= Walther Lauffs =

German industrialist

Walther Lauffs was a German industrialist, and together with his wife Helga, a leading collector of post-war art.

Lauffs lived in Bad Honnef, Germany.

Walther and Helga Lauffs collected art from the late 1960s onwards, with the help of the curator and art historian Paul Wember, who was director of Krefeld's Kaiser Wilhelm Museum from 1947 and 1975. They focused on art created in the 1960s and 1970s, including Pop Art, Arte Povera, Minimalism, Post-Minimalism, and Conceptual Art.
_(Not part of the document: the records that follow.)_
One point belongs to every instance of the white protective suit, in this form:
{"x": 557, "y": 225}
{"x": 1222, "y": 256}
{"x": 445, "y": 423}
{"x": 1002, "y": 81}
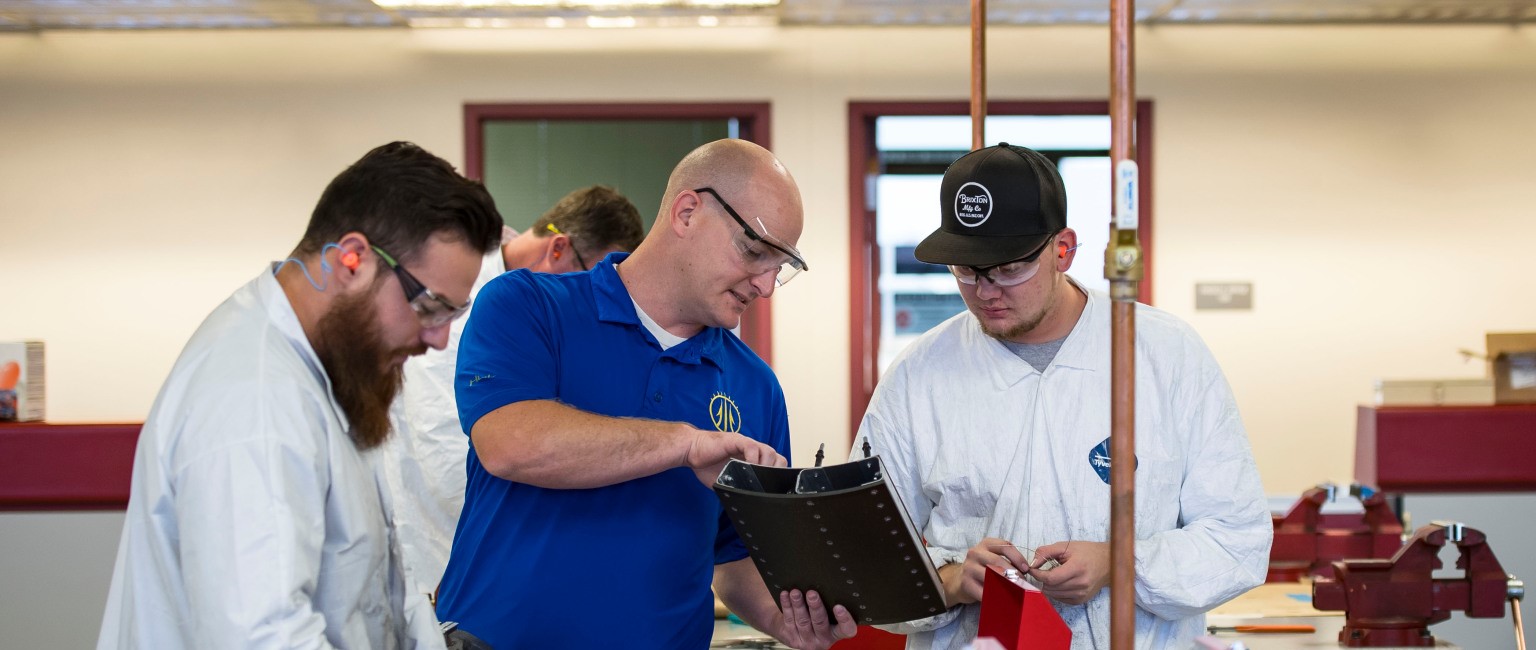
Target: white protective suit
{"x": 421, "y": 466}
{"x": 979, "y": 443}
{"x": 254, "y": 521}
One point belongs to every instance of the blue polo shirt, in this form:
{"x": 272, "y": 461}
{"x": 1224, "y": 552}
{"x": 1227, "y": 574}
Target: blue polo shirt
{"x": 627, "y": 564}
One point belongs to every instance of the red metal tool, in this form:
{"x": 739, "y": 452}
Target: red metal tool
{"x": 1392, "y": 603}
{"x": 1019, "y": 616}
{"x": 1307, "y": 541}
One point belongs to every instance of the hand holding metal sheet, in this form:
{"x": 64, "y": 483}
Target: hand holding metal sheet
{"x": 1082, "y": 573}
{"x": 805, "y": 626}
{"x": 963, "y": 586}
{"x": 708, "y": 452}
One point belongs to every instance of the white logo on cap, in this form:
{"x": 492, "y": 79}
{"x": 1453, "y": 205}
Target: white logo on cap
{"x": 973, "y": 206}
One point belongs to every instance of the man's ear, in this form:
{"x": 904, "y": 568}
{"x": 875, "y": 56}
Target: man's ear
{"x": 684, "y": 209}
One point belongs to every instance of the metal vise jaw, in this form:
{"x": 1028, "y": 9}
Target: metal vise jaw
{"x": 1392, "y": 603}
{"x": 1307, "y": 541}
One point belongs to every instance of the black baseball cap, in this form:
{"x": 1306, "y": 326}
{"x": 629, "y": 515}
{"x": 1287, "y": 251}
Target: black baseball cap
{"x": 996, "y": 205}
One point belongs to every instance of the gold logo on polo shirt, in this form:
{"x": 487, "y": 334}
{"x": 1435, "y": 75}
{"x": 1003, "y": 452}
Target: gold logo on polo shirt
{"x": 724, "y": 414}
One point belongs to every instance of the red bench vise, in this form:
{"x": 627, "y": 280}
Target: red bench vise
{"x": 1307, "y": 541}
{"x": 1392, "y": 603}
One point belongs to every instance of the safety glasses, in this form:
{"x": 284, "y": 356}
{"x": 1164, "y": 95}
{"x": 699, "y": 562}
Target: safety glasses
{"x": 432, "y": 309}
{"x": 1006, "y": 274}
{"x": 784, "y": 257}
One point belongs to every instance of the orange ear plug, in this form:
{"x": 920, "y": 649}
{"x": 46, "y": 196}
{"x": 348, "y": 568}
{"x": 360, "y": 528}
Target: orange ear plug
{"x": 9, "y": 374}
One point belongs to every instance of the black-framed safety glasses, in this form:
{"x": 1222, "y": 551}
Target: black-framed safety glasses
{"x": 787, "y": 268}
{"x": 432, "y": 309}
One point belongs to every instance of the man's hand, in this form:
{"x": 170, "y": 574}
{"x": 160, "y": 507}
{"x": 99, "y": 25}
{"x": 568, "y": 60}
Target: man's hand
{"x": 1082, "y": 575}
{"x": 804, "y": 626}
{"x": 710, "y": 451}
{"x": 963, "y": 581}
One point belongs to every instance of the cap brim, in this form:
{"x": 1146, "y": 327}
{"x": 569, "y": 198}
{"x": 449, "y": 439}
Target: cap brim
{"x": 950, "y": 249}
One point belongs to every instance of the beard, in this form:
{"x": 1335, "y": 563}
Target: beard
{"x": 1028, "y": 323}
{"x": 361, "y": 378}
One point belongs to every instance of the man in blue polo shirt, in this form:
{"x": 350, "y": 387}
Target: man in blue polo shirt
{"x": 599, "y": 407}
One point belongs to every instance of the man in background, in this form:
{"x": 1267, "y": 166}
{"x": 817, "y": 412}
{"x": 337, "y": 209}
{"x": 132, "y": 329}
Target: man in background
{"x": 254, "y": 517}
{"x": 423, "y": 466}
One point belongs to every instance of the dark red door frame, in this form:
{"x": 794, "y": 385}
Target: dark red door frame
{"x": 754, "y": 126}
{"x": 864, "y": 254}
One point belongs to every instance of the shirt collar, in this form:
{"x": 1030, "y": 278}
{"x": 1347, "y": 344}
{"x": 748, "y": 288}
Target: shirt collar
{"x": 615, "y": 305}
{"x": 1085, "y": 348}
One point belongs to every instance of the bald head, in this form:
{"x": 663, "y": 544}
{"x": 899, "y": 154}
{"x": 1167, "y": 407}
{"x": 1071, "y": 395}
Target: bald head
{"x": 731, "y": 168}
{"x": 727, "y": 229}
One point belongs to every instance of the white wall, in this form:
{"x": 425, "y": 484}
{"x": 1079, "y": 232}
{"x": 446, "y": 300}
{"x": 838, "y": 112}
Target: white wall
{"x": 1370, "y": 182}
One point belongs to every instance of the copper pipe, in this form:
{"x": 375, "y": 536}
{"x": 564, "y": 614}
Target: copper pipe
{"x": 1519, "y": 627}
{"x": 1123, "y": 341}
{"x": 977, "y": 72}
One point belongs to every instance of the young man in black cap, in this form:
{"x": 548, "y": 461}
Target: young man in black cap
{"x": 994, "y": 427}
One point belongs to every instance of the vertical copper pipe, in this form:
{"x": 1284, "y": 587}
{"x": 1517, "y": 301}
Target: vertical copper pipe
{"x": 1122, "y": 349}
{"x": 977, "y": 72}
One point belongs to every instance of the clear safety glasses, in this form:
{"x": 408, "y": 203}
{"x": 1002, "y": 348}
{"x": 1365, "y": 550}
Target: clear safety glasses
{"x": 432, "y": 309}
{"x": 1006, "y": 274}
{"x": 782, "y": 257}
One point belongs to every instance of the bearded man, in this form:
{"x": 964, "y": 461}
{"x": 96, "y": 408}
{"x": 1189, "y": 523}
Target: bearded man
{"x": 254, "y": 517}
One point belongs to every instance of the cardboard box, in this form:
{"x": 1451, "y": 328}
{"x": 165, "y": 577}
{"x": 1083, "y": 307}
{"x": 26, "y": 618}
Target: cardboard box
{"x": 1435, "y": 392}
{"x": 1512, "y": 355}
{"x": 22, "y": 381}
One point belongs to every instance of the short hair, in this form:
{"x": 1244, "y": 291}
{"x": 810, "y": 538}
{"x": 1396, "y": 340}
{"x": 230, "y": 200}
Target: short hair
{"x": 400, "y": 195}
{"x": 596, "y": 218}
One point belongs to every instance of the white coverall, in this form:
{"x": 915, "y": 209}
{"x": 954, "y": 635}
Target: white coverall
{"x": 254, "y": 521}
{"x": 421, "y": 466}
{"x": 979, "y": 443}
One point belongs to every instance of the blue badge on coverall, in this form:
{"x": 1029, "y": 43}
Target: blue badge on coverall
{"x": 1099, "y": 460}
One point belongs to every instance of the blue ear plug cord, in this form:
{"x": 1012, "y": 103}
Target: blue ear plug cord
{"x": 324, "y": 268}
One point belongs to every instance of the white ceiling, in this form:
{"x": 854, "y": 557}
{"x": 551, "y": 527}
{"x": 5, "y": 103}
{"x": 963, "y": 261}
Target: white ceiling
{"x": 264, "y": 14}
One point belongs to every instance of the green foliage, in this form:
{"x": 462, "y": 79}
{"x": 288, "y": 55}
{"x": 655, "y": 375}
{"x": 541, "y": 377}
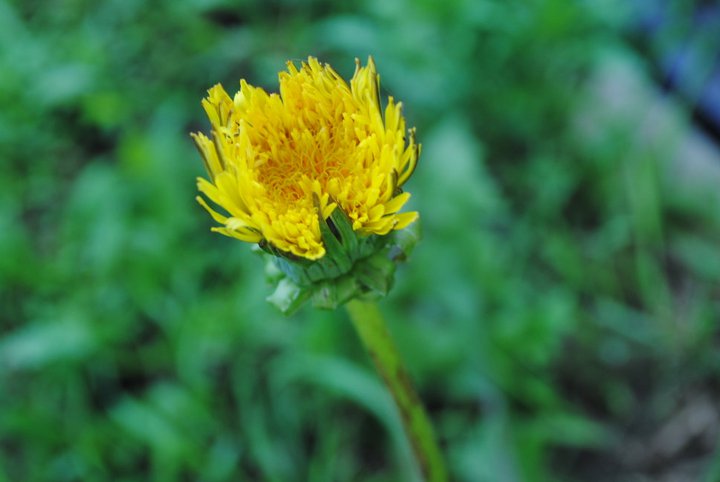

Their collection included work by Joseph Beuys, Mel Bochner, Lee Bontecou, Christo, Joseph Cornell, Hanne Darboven, Jan Dibbets, Lucio Fontana, Eva Hesse, Donald Judd, On Kawara, Yves Klein, Joseph Kosuth, Sol LeWitt, Piero Manzoni, John McCracken, Mario Merz, Robert Morris, Bruce Nauman, Louise Nevelson, Claes Oldenburg, Giulio Paolini, Michelangelo Pistoletto, Fred Sandback, George Segal, Richard Serra, Richard Tuttle, Cy Twombly, Günther Uecker, Tom Wesselmann, and Douglas Wheeler.

In 2008, Sotheby's auctioned their collection of post-war European art, for $140 million.